CHP Genel Başkanı Kılıçdaroğlu, üslup sertliği konusundaki soruya ise, “Benim üslubum sert değil ama Başbakan"ın üslubu sert. Sayın Bahçeli de söylenenlere göre bir üslup takınarak cevap veriyor. Sayın Başbakan"ın bir sözü var; "Öfke hitabet sanatıdır" diye. Mesela ben "Kalpazanlar milletvekili olamaz" dedim, "Vay sen bana nasıl kalpazan dersin?" dedi. Başbakan"ın bu konuda dosyası var, niye açıklamıyor? Niye dokunulmazlıkları kaldırmıyor? Kendisi söz verdi? Bir Başbakan sözünü tutmaz mı, niye sözünü tutmuyor? Memurların dokunulmazlıklarından bahsediyor. Memurun dokunulmazlığı yok ki zaten” dedi.

HANEFİ AVCININ CESARETİNİ KUTLADIM

Kılıçdaroğlu, Eskişehir Emniyet Müdürü Hanefi Avcı"nın "Haliç"de Yaşayan Simonlar, Dün Devlet Bugün Cemaat" adlı kitabını da okumadığını söyledi. Kılıçdaroğlu, “Emniyet Müdürü Hanefi Avcı"nın kitabını okumadım, övgüyle bahsetmedim. Görevdeki bir emniyet müdürünün böyle bir kitap yazmasındaki cesareti kutladım. İddialar çok ciddi. Emniyet Müdürü Hanefi Avcı kitabı yazarken bakana iddialarla ilgili dilekçe veriyor.
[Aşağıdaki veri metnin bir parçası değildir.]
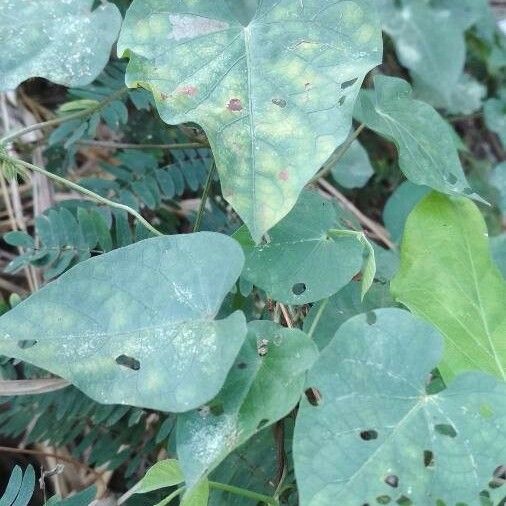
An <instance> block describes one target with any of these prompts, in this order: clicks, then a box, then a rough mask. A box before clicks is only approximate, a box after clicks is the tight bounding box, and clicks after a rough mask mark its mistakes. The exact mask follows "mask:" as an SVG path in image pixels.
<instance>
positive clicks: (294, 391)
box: [177, 321, 317, 486]
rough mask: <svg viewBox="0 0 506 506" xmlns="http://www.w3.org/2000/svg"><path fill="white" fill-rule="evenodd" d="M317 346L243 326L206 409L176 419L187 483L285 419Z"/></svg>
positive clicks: (182, 416) (266, 322)
mask: <svg viewBox="0 0 506 506" xmlns="http://www.w3.org/2000/svg"><path fill="white" fill-rule="evenodd" d="M316 358H317V350H316V346H315V345H314V344H313V343H312V342H311V340H310V339H309V338H308V337H307V336H306V335H305V334H304V333H303V332H301V331H300V330H297V329H287V328H284V327H280V326H279V325H276V324H274V323H272V322H269V321H255V322H251V323H249V325H248V337H247V340H246V342H245V344H244V346H243V348H242V349H241V352H240V353H239V356H238V357H237V360H236V362H235V365H234V367H233V368H232V369H231V370H230V373H229V375H228V378H227V381H226V383H225V385H224V387H223V389H222V390H221V392H220V394H219V395H218V397H216V398H215V399H214V400H213V401H212V402H211V403H210V404H209V405H208V406H204V407H203V408H201V409H200V410H198V411H193V412H190V413H185V414H183V415H180V417H179V418H178V427H177V452H178V457H179V460H180V463H181V467H182V468H183V472H184V475H185V479H186V483H187V484H189V485H190V486H191V485H193V484H195V483H197V482H198V481H199V480H200V479H201V478H202V477H203V476H204V475H205V474H206V473H209V472H210V471H212V470H213V469H214V468H215V467H216V466H217V465H218V464H219V463H220V462H221V461H222V460H223V459H224V458H225V457H226V456H227V455H228V454H229V453H231V452H232V451H233V450H234V449H235V448H237V447H238V446H239V445H241V444H243V443H244V442H245V441H247V440H248V439H249V438H250V437H251V436H253V435H254V434H255V433H256V432H258V431H259V430H261V429H263V428H265V427H267V426H269V425H271V424H273V423H274V422H276V421H278V420H279V419H281V418H282V417H284V416H285V415H287V414H288V413H289V412H290V411H291V410H292V409H293V408H294V407H295V405H296V404H297V402H298V401H299V399H300V396H301V394H302V391H303V386H304V380H305V372H306V371H307V370H308V369H309V368H310V367H311V365H312V364H313V363H314V361H315V360H316Z"/></svg>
Bakan ise üstünü kapatıp dilekçeyi işleme koymuyor. Vahim olan bu. Herhangi biri yazsa tartışılabilirdi. Ama görevi başındaki bir emniyet müdürünün yazması çok ciddi bir durum. Takipçisi olmak gerek” diye açıkladı.
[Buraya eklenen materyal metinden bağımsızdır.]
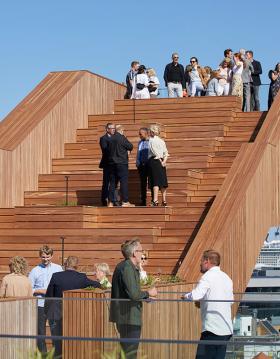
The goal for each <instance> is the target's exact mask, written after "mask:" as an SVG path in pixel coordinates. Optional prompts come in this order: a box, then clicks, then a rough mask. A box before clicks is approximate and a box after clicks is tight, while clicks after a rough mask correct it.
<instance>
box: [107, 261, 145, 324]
mask: <svg viewBox="0 0 280 359" xmlns="http://www.w3.org/2000/svg"><path fill="white" fill-rule="evenodd" d="M148 297H149V293H148V292H146V291H141V287H140V274H139V270H138V269H137V268H136V267H135V265H134V264H133V263H132V262H131V260H130V259H126V260H124V261H122V262H120V263H119V264H118V265H117V266H116V269H115V271H114V274H113V279H112V293H111V298H112V299H130V301H115V300H113V301H112V302H111V306H110V321H111V322H114V323H118V324H130V325H141V323H142V302H141V300H142V299H147V298H148Z"/></svg>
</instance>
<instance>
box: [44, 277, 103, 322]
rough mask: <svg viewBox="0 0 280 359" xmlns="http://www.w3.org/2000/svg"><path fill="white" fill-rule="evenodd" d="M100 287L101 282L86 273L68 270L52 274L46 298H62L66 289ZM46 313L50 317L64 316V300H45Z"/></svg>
mask: <svg viewBox="0 0 280 359" xmlns="http://www.w3.org/2000/svg"><path fill="white" fill-rule="evenodd" d="M90 286H91V287H95V288H100V287H101V286H100V283H99V282H96V281H94V280H91V279H89V278H88V277H87V276H86V275H85V274H84V273H79V272H77V271H75V270H66V271H63V272H57V273H54V274H53V275H52V278H51V281H50V283H49V285H48V288H47V292H46V298H47V297H49V298H56V297H57V298H62V297H63V292H64V291H65V290H72V289H82V288H86V287H90ZM45 313H46V315H47V318H48V319H53V320H59V319H61V318H62V301H61V300H58V301H56V300H47V299H46V300H45Z"/></svg>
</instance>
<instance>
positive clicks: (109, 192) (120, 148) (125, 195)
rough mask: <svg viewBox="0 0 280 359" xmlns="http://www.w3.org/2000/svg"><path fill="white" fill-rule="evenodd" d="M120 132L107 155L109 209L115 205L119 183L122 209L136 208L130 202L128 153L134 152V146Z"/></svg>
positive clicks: (122, 129)
mask: <svg viewBox="0 0 280 359" xmlns="http://www.w3.org/2000/svg"><path fill="white" fill-rule="evenodd" d="M119 131H120V132H123V127H122V126H121V128H120V126H119ZM120 132H116V133H115V134H114V135H113V136H112V137H111V140H110V141H109V142H108V151H107V155H108V163H109V173H110V185H109V201H108V207H113V205H114V202H115V188H116V183H118V182H120V192H121V199H122V207H134V205H133V204H131V203H129V201H128V151H132V149H133V145H132V143H130V142H129V141H128V139H127V138H126V137H125V136H124V135H123V134H121V133H120Z"/></svg>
Başbakan Erdoğan ve kendisinin ayrı ayrı şehirlerde referandum çalışması yaptığına değinen Kılıçdaroğlu, vatandaşın kafasında, "Kim doğru söylüyor" diye bir kaygı oluştuğunu dile getirerek, şunları söyledi:
“Şu çağrıyı Sayın Erdoğan"a yaptım. Ben çıkıyorum diyorum ki anayasaya hayır deyin. Sayın Erdoğan çıkıp diyor ki anayasaya evet deyin. Şimdi farklı yerlerde konuşuyoruz, farklı yerlerde konuştuğumuz için vatandaş diyor ya bunlardan hangisi acaba doğruyu söylüyor diye, bir kaygıda oluşabiliyor toplumda. Ben şu çağrıyı yaptım Sayın Başbakana. Kendi istediği televizyonda yine kendi arzu ettiği gazeteciler ben hiçbir gazeteci de önermeyeceğim, kendi istediği kanalda konuşalım. Ben ne için anayasaya hayır dediğimizi anlatayım, o da neden evet dediklerini anlatsın, böylece yurttaşlar evlerinde otururken ikimizi de dinleyecekler ve evet bu doğru söylüyor diye bir kanata varacaklar ve oylarını kullanacaklar. Cesaret lazım insana cesaret, yürek lazım, tartışmaktan korkmamak lazım. Sayın Başbakan geldi görüştük, ben prim mi yaptım? Tartışmaktan korkarsanız, millete doğruları söylemediğinizdendir. Yoksa kendinize güveniyorsanız, anayasa değişikliğinde yaptığınız doğruysa çıkar anlatırsınız, ben mahcup olurum. Millet derki "Sayın başbakan ne söyledi, şu ana muhalefet partisi genel başkanına bak cevap bile veremedi" diyecek. Ama ya tersi olursa. Sayın Başbakan"ın korkusu orada. Bu olayları anlatacağım yanıt bile veremeyecek.”